En el velador se encontraron cinco tipos de pastillas. Los médicos consultados refieren que esa medicación se usa para controlar a un paciente con depresión.

Presuroso, Ordinola abrió la puerta de la habitación para que Castro ingrese. Frente a la escena, el comandante dispuso trasladar al herido al hospital más cercano. Sajuro ya había llegado con el “toro”, pero lo dejó a un lado para levantar el cuerpo. El suboficial de segunda Jorge Chávez Celiz y el superior Máximo Araujo también se sumaron. Castro tomó la cabeza y Ordinola el brazo derecho, y entre los cinco cargaron a García hasta la puerta de la habitación. Pero antes de cruzar se dieron cuenta de que juntos no pasarían por el umbral y tampoco por las escaleras.

Ordinola, entonces, agarró la colcha de color melón que estaba sobre la cama y la deslizó bajo la humanidad del expresidente. Chávez lo ayudó.
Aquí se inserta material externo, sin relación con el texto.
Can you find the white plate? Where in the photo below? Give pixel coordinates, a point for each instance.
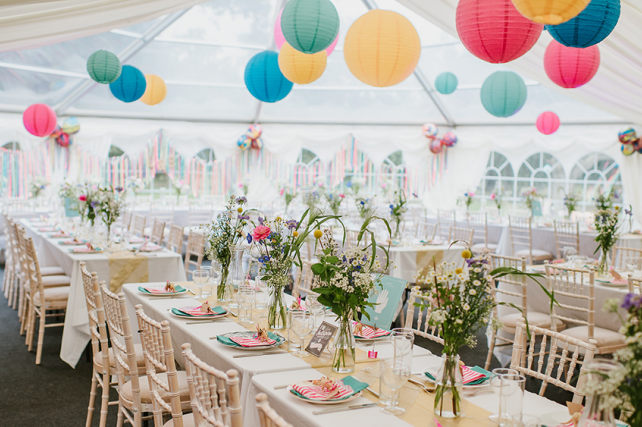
(324, 402)
(466, 387)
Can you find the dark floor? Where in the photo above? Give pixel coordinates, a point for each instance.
(54, 394)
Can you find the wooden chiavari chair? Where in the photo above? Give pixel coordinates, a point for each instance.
(563, 356)
(215, 395)
(521, 236)
(579, 286)
(169, 390)
(423, 329)
(567, 235)
(267, 415)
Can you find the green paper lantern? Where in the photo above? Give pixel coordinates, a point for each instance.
(446, 83)
(310, 26)
(104, 67)
(503, 93)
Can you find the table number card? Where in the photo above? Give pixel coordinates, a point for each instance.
(321, 338)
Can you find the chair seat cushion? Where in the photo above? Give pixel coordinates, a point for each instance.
(535, 318)
(58, 294)
(604, 337)
(537, 253)
(140, 360)
(145, 395)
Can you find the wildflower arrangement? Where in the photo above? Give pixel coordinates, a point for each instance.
(225, 232)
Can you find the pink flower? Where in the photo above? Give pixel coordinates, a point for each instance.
(261, 232)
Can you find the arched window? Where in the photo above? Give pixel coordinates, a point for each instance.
(595, 170)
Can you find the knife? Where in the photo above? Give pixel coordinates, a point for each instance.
(345, 408)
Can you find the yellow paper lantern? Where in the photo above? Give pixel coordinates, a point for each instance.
(156, 90)
(301, 68)
(382, 48)
(550, 12)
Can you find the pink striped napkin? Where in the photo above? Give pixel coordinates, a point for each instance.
(316, 392)
(251, 342)
(369, 332)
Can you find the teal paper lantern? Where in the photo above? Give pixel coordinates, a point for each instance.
(446, 83)
(310, 26)
(130, 86)
(264, 79)
(503, 93)
(590, 27)
(103, 67)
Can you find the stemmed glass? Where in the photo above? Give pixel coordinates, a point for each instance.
(246, 296)
(200, 277)
(302, 323)
(394, 374)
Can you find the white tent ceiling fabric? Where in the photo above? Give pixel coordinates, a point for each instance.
(616, 85)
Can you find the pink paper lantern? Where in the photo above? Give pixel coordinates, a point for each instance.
(39, 120)
(571, 67)
(279, 38)
(547, 122)
(494, 31)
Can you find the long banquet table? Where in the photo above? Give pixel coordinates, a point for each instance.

Improvisaron una especie de hamaca, Ordinola sujetó la manta por el lado de la cabeza y Chávez la tomó por los pies. Solo así pudieron bajar los 120 kilos que pesaba el herido que llevaban a cuestas. Al verlos, el fiscal Amenabar recién pudo comprender la magnitud de lo sucedido.

“¿Qué ha pasado?”, preguntó Amenabar con angustia. “Se ha disparado”, respondió Castro con algidez. El fiscal vio que la sangre se acumulaba alrededor del cuello de García y creyó que había gatillado el arma a esa altura de su cuerpo. Se sobrepuso y llamó a José Domingo Pérez, pero este no contestó.
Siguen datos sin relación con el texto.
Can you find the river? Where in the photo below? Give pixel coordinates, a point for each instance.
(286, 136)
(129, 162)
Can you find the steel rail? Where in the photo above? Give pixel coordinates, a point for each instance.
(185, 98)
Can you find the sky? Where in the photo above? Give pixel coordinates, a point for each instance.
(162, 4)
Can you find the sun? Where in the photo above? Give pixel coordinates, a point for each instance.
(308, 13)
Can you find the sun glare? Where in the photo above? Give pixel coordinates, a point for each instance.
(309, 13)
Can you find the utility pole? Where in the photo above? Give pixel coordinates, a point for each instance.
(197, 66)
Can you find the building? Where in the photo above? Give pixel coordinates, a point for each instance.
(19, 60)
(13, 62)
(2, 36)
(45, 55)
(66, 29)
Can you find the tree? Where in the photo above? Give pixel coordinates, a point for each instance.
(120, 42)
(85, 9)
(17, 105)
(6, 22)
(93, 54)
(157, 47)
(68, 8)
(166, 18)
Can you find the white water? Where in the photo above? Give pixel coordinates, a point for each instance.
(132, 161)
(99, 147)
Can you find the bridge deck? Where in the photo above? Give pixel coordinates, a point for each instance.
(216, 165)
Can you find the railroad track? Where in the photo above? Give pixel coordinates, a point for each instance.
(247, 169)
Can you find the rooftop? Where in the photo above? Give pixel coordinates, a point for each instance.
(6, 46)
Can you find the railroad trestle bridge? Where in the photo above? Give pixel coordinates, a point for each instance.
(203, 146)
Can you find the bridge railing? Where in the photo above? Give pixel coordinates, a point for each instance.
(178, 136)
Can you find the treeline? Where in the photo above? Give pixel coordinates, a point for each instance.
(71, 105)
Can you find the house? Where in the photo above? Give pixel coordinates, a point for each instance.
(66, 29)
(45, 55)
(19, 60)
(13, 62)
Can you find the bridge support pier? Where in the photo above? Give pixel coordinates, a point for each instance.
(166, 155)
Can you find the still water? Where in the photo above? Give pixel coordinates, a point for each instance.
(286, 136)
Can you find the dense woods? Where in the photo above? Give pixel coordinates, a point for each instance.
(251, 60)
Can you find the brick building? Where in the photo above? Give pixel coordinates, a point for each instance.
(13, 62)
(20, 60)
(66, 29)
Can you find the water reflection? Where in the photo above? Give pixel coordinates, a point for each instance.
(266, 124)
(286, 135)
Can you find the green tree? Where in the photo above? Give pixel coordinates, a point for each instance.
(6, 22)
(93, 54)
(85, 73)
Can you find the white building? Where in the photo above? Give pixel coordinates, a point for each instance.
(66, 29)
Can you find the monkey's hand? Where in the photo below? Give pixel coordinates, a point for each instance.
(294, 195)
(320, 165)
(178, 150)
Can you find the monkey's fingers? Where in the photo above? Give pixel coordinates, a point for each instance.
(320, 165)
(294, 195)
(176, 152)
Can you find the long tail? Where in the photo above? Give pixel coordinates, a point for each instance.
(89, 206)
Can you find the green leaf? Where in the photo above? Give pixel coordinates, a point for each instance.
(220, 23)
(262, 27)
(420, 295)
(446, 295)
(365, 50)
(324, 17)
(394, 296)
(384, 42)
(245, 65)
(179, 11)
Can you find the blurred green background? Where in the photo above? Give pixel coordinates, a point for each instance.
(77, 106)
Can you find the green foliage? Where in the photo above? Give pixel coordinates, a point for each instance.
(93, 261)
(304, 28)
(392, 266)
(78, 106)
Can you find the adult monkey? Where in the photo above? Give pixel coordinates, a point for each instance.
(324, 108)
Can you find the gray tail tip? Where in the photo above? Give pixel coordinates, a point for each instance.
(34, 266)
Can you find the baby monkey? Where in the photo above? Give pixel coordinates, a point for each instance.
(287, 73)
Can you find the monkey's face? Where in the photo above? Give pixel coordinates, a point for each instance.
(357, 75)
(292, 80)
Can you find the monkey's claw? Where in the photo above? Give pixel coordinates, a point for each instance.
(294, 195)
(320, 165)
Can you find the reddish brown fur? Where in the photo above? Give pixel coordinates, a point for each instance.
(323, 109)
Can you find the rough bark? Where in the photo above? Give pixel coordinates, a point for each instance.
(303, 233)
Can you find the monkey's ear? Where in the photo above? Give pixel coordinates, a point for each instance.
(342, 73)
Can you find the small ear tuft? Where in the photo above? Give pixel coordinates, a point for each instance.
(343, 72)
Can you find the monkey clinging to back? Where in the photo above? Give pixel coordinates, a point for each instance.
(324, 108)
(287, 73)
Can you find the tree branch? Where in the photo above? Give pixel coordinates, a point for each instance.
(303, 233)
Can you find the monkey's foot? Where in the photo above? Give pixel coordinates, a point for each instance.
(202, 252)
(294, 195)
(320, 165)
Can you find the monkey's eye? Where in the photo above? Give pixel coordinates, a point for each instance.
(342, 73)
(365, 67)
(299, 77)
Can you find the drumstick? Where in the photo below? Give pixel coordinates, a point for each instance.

Entonces, timbró al fiscal Rafael Vela, el líder del equipo especial Lava Jato. Respondió inmediatamente.

Del otro lado de la línea, una voz impactada, nerviosa, trataba de explicarle a Vela la tragedia. La noticia mortificó profundamente a todo el equipo de fiscales. Nadie anticipó una reacción tan definitiva y radical.
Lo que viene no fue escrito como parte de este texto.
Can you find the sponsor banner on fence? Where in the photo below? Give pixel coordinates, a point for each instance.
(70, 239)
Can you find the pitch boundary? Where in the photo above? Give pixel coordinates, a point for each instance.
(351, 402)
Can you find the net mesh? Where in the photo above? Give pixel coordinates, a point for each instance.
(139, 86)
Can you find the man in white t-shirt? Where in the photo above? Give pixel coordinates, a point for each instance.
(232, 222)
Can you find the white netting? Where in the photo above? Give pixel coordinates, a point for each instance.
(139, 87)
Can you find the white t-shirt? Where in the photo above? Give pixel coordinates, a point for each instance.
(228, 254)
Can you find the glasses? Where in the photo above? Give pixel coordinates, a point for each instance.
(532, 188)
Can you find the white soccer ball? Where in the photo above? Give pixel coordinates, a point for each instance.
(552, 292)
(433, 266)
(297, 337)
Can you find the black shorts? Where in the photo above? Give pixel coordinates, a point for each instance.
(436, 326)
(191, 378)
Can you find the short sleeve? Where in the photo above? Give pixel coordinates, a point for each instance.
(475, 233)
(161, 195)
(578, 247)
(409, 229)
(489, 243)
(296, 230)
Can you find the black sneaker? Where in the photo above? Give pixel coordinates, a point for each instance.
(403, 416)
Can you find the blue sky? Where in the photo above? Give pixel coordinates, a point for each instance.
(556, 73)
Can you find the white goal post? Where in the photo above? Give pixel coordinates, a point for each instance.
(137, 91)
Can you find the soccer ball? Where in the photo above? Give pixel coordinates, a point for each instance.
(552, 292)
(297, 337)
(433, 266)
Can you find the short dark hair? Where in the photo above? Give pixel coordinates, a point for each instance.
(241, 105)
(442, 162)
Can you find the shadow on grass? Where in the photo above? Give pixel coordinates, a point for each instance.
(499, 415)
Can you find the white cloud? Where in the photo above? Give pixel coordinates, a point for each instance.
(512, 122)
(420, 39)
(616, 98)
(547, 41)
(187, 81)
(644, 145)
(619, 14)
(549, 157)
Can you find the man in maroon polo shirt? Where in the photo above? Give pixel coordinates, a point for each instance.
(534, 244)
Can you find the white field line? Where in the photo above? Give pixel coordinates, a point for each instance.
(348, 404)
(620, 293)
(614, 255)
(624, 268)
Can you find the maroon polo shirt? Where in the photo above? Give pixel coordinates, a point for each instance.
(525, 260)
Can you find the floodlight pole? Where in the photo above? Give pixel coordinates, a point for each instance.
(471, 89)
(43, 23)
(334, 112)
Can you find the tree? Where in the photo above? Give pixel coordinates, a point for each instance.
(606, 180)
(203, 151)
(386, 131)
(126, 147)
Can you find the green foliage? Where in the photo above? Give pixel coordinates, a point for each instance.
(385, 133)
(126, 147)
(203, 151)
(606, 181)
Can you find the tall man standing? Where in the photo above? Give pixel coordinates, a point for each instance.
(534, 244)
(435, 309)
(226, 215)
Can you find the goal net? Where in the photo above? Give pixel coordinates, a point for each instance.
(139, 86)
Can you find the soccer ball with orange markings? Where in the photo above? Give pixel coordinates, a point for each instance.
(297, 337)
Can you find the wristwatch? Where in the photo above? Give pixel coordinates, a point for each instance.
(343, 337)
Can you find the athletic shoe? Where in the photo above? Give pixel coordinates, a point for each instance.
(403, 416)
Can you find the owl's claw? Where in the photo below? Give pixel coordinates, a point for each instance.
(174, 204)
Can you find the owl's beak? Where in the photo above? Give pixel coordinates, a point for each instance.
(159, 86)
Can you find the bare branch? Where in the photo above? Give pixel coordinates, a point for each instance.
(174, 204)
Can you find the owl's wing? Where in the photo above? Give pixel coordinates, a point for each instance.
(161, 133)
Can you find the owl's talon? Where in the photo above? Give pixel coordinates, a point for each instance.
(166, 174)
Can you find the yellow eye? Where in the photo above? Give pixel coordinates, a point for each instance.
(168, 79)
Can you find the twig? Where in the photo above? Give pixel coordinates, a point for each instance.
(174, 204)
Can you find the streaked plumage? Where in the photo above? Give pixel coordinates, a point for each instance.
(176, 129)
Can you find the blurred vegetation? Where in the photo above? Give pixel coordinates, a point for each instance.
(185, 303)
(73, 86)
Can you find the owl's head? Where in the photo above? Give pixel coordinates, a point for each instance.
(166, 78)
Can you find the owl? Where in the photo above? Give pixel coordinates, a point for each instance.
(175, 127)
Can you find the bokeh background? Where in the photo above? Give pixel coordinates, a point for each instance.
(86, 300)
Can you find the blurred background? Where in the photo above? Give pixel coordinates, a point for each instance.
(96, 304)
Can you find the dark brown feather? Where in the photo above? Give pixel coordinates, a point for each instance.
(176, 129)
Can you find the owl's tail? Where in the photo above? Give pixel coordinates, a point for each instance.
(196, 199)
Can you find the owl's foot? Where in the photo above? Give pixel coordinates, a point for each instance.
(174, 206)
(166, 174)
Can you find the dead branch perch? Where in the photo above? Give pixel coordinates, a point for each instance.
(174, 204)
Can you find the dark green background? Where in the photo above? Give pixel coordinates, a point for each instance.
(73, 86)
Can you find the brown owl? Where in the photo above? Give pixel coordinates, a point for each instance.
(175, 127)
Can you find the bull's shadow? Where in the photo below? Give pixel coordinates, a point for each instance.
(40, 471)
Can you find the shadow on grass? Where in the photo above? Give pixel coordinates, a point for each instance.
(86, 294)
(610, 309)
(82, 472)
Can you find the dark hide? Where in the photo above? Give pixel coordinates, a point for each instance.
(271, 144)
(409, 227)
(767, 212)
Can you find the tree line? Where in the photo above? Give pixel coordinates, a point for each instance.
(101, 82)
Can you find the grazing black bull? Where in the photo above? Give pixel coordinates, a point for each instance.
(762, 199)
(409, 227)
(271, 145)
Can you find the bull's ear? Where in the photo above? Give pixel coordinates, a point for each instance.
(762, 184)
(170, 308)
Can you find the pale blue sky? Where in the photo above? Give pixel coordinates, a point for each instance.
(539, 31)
Los oficiales de la Diviac subieron a García a su camioneta Ford guinda, la misma con la que tantas veces recorrió las calles de Lima. Ordinola y Chávez se subieron junto a él en el asiento de atrás. Sejuro subió como copiloto y el chofer del expresidente, el superior Robert Alfaro, tomó el volante y partió raudo. El reloj marcaba las 6 y 37 de la mañana.

Desde que García había aparecido en lo alto de la escalera de su casa, habían transcurrido solo 10 minutos. Nada frente a toda una vida de éxitos y fracasos políticos, arrebatos, denuncias, acusaciones, prescripciones, redenciones y sospechas. Demasiadas sospechas.

En el Casimiro Ulloa confirmaron el deceso a las 10 y 5. Fin de una historia.